An eyewitness to the June 7 shooting death of a 14-year-old Mexican youth said a U.S. Border Patrol agent took aim at the boy for several seconds after the boy emerged from behind a pillar of a bridge on the Juarez side of the border near El Paso, Texas.
The witness, Juan Raul Flores Cadena, told a human rights coordinator for the government of Chihuahua, Mexico, that the youth, who was identified as Sergio Adrian Hernandez Huereka, had been part of a group that had earlier tried to run across the border before retreating when U.S. Border Patrol agents arrived.
"One of [the boys] stood by the pillars of the Black Bridge from the Mexican side, between the end of the cement slope and the beginning of the water," he stated. "He seemed to hide behind a pillar" on the Mexican side of the Rio Grande, Flores Cadena said in a statement.
"First, three shots were fired by an American officer in the direction of Mexico. The young man, hiding behind the pillar, poked his head out. One of [the agents] pointed his gun. The boy raised his hands to his chest and the agent took aim for at least four seconds, then shot the young man, who fell immediately."
Flores Cadena is the second eyewitness to surface since the shooting, which has become an international incident, with Mexican lawmakers calling for the shooter's extradition to Mexico to be tried for murder. The FBI has also opened up a civil rights investigation into the boy's killing.

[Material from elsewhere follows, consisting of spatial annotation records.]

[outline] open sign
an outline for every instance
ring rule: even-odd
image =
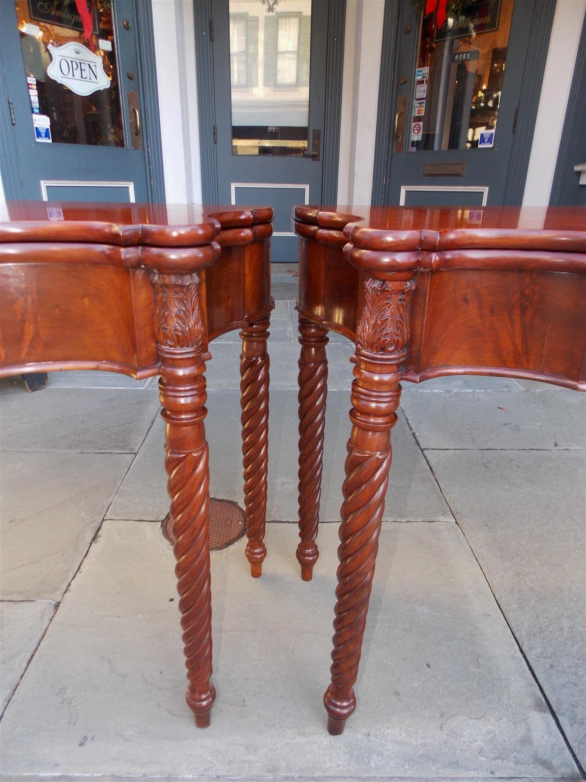
[[[91,95],[110,86],[102,57],[90,52],[81,44],[71,41],[62,46],[49,44],[52,60],[47,75],[60,84],[65,84],[78,95]]]

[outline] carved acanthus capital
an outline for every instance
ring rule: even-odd
[[[364,307],[356,332],[358,347],[385,353],[398,353],[406,347],[409,300],[414,287],[414,280],[366,280]]]
[[[195,347],[205,341],[197,274],[164,274],[153,272],[155,335],[159,345],[170,348]]]

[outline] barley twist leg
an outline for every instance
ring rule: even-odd
[[[327,329],[299,317],[299,537],[297,559],[304,581],[311,581],[320,555],[316,538],[320,520],[323,429],[327,394]]]
[[[245,325],[240,336],[240,391],[242,414],[242,465],[245,479],[246,558],[259,578],[266,556],[266,475],[269,464],[269,318]]]

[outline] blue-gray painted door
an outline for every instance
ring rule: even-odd
[[[275,209],[272,259],[297,260],[294,205],[320,203],[329,0],[213,0],[220,203]]]
[[[147,201],[133,3],[87,5],[2,0],[3,130],[26,199]]]
[[[429,3],[402,3],[388,203],[498,206],[534,3],[434,5],[437,13],[427,13]]]

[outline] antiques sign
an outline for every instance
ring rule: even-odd
[[[438,27],[435,41],[463,38],[498,29],[501,0],[466,0],[458,12],[448,12]]]
[[[74,41],[55,46],[49,44],[53,58],[47,68],[47,76],[60,84],[69,87],[78,95],[91,95],[98,90],[110,86],[110,80],[104,72],[102,57]]]
[[[77,10],[75,0],[28,0],[30,20],[58,24],[69,30],[84,32],[84,22]],[[98,19],[94,9],[94,34],[98,34]]]

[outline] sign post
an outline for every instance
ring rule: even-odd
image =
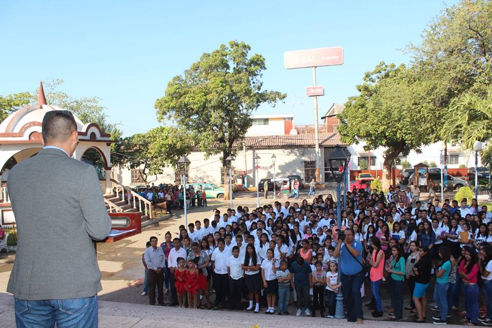
[[[314,98],[314,139],[316,153],[316,181],[318,182],[321,181],[320,172],[321,165],[318,126],[318,96],[324,95],[324,89],[322,87],[316,86],[316,67],[343,64],[343,48],[341,47],[286,51],[283,54],[283,64],[287,69],[308,67],[313,69],[313,86],[306,88],[306,94],[308,97],[312,96]]]

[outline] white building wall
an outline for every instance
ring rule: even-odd
[[[323,150],[321,150],[322,153]],[[313,148],[247,150],[245,156],[242,150],[238,152],[236,160],[233,162],[233,166],[238,170],[251,170],[254,167],[253,157],[255,154],[257,154],[260,157],[258,164],[261,167],[269,167],[271,165],[273,162],[272,155],[275,154],[277,159],[275,171],[275,176],[277,178],[286,177],[289,174],[299,174],[304,179],[304,162],[315,160]],[[190,183],[209,182],[216,184],[220,184],[220,169],[222,163],[220,159],[220,155],[214,155],[206,159],[203,153],[194,152],[187,157],[191,162],[188,173],[189,181]],[[155,185],[160,183],[174,183],[174,169],[168,167],[163,168],[163,171],[162,174],[157,176],[149,177],[149,184],[153,182]],[[274,169],[272,168],[269,170],[258,170],[257,178],[256,173],[253,171],[248,175],[247,180],[248,187],[255,186],[256,182],[259,181],[260,179],[273,177]],[[116,180],[121,181],[125,186],[136,186],[142,184],[141,183],[132,183],[131,171],[128,169],[115,167],[113,169],[113,175]]]
[[[285,134],[283,118],[269,118],[268,125],[252,125],[248,129],[245,136],[252,137],[263,135],[283,135]]]
[[[348,148],[352,154],[351,160],[351,169],[358,170],[357,165],[359,154],[366,157],[369,152],[364,150],[364,146],[366,145],[364,141],[361,141],[357,145],[352,145]],[[435,162],[438,166],[440,165],[440,154],[441,150],[444,148],[444,142],[439,141],[432,144],[428,146],[422,147],[422,152],[418,153],[415,151],[410,152],[408,155],[402,157],[402,159],[406,159],[410,162],[412,166],[416,165],[424,161],[430,164]],[[371,151],[371,156],[376,157],[376,166],[372,166],[370,168],[372,170],[381,170],[383,162],[384,160],[383,154],[385,148],[379,147],[377,149]],[[447,167],[450,169],[457,169],[461,165],[465,165],[467,168],[474,167],[475,165],[475,154],[473,152],[463,151],[459,146],[453,146],[448,144],[447,153],[448,155],[458,155],[458,162],[448,162]],[[444,151],[442,151],[444,155]],[[479,166],[481,165],[480,156],[479,155]]]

Initially, U.S. authorities claimed that the dead youth was part of an alien-smuggling ring which began hurling rocks at the Border Patrol agent as he detained another youth suspect and that the agent fired in self-defense. However, a cell phone video surfaced that called into question the Border Patrol's account, prompting the expanded investigations.

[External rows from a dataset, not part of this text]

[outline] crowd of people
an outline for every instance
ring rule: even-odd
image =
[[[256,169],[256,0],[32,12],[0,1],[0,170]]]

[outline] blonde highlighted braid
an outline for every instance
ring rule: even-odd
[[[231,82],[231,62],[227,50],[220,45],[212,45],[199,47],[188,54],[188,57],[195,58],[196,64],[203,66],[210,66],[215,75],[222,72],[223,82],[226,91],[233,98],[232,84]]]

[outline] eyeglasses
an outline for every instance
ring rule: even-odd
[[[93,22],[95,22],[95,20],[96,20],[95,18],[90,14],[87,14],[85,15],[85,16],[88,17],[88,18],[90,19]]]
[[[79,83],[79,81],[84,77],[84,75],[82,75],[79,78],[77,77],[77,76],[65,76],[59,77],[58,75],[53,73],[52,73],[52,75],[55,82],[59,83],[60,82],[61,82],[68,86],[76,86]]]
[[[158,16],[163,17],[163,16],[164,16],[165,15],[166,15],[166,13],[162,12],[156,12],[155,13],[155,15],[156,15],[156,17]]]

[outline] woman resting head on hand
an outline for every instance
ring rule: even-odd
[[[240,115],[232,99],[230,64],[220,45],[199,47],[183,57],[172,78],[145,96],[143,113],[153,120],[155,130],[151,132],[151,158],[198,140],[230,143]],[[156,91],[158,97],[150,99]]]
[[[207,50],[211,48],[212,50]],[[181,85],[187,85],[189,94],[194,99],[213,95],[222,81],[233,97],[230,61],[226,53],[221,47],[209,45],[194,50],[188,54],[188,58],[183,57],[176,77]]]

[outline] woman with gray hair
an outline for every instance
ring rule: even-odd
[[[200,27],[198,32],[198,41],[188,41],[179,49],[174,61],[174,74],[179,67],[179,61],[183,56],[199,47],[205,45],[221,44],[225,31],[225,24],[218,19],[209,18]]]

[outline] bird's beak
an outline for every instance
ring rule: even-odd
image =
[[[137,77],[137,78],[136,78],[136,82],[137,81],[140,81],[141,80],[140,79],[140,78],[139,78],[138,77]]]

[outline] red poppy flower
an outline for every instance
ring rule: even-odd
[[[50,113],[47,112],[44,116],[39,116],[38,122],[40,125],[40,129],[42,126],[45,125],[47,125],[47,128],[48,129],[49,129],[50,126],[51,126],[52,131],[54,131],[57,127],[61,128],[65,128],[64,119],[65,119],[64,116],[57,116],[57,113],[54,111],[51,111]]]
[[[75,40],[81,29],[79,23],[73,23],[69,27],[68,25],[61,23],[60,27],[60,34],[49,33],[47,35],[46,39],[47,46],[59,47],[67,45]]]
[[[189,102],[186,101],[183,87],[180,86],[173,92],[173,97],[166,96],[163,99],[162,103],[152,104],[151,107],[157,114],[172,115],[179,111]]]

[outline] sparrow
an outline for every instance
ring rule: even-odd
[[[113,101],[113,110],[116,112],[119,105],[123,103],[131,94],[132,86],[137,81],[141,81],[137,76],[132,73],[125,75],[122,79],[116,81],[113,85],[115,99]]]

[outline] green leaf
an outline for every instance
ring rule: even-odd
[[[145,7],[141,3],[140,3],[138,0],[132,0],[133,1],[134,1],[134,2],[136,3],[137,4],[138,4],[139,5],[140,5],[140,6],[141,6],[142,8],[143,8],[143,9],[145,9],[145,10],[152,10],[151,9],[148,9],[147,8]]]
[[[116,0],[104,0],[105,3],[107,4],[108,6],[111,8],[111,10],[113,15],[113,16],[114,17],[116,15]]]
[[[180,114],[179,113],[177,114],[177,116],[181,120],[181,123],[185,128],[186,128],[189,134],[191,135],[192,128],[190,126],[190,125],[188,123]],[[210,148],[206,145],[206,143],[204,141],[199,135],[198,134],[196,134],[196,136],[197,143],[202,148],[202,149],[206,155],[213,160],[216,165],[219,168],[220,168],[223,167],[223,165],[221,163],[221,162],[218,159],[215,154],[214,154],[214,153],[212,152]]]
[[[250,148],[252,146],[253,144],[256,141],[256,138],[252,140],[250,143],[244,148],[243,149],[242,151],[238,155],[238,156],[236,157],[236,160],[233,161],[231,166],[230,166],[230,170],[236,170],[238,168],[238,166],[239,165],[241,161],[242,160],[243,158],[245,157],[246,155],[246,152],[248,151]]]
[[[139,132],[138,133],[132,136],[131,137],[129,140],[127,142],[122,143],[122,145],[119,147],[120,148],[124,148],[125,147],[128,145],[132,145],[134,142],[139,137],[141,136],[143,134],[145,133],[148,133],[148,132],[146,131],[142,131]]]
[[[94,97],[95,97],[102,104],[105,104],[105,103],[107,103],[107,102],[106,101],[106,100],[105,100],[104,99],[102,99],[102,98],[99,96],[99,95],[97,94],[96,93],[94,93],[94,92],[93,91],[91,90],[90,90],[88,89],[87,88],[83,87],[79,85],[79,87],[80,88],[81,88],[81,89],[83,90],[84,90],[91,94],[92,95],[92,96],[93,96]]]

Flores Cadena, who gave his statement on June 8, is the second eyewitness who has surfaced since the shooting. His wife, Bobbie McDow, spoke with us earlier this week, describing her perspective on the incident from a footbridge connecting the United States and Mexico.
She also said Border Patrol agents and private security arrived quickly and loudly dispersed the dozens of eyewitnesses without debriefing them. [See Consortiumnews.com's "Witnesses of Border Killing Dispersed."]
Flores Cadena said he had just walked up the Mexican side of the Paso Del Norte footbridge, that links Ciudad Juarez with El Paso, Texas, and was planning to meet his wife at the flag pole midway and then head back together to Juarez. He said he usually met her at the middle of the span and walked her home.
Before heading back to Juarez, the couple paused at the center of the bridge to take a breather from the heat. At that point, both McDow and Flores Cadena became concerned about a scene unfolding below them at the Rio Grande, near an old black railroad bridge that spans the border.
Armed Border Patrol agents were pursuing several teens who had tried to cross into the United States. The teens then reversed their movement and fled back to Mexico.
"At approximately 6:40 in the afternoon," Flores Cadena said he "found himself on the top of the Santa Fe bridge by the flag poles, waiting for Bobbie, his wife ... when a group of young people passed the border line and entered the streets of El Paso, Texas," the statement said.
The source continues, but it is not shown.